Nov. 5, 2002: Travis County District Attorney Ronnie Earle, a Democrat, opens an investigation into allegations of campaign finance violations shortly after Republicans win control of the Legislature.
March 31, 2003: The investigation expands to include Texans for a Republican Majority which is eventually accused of laundering $190,000 of corporate money into campaign donations.
Oct. 12, 2003: The Legislature finally approves a new congressional map, at the behest of DeLay, after an acrimonious 10 months of political infighting. Prosecutors would later cite redistricting as DeLay’s motive for violating state campaign laws.
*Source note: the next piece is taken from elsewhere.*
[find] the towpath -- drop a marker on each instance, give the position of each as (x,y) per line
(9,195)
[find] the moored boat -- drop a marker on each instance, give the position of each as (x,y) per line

August 2005: DeLay meets behind closed doors with prosecutors, but he fails to persuade them not to pursue an indictment. A transcript from that meeting becomes crucial evidence at his 2010 trial.
Oct. 3, 2005: A grand jury indicts DeLay on money-laundering and conspiracy charges.
Jan. 7, 2006: DeLay resigns as U.S. House majority leader because the indictment disqualifies him under GOP rules. He vows to win re-election.
April 3, 2006: DeLay shocks supporters by announcing he is quitting his re-election battle and retiring from Congress after 11 terms.
Nov. 24, 2010: A Travis County jury finds DeLay guilty of money laundering and conspiracy to commit money laundering.
Jan. 10, 2011: Judge Pat Priest sentences an unrepentant DeLay to three years in prison.
Sept. 19, 2013: A split 3rd Court of Appeals reverses DeLay’s conviction and sentence, saying the evidence was “legally insufficient.”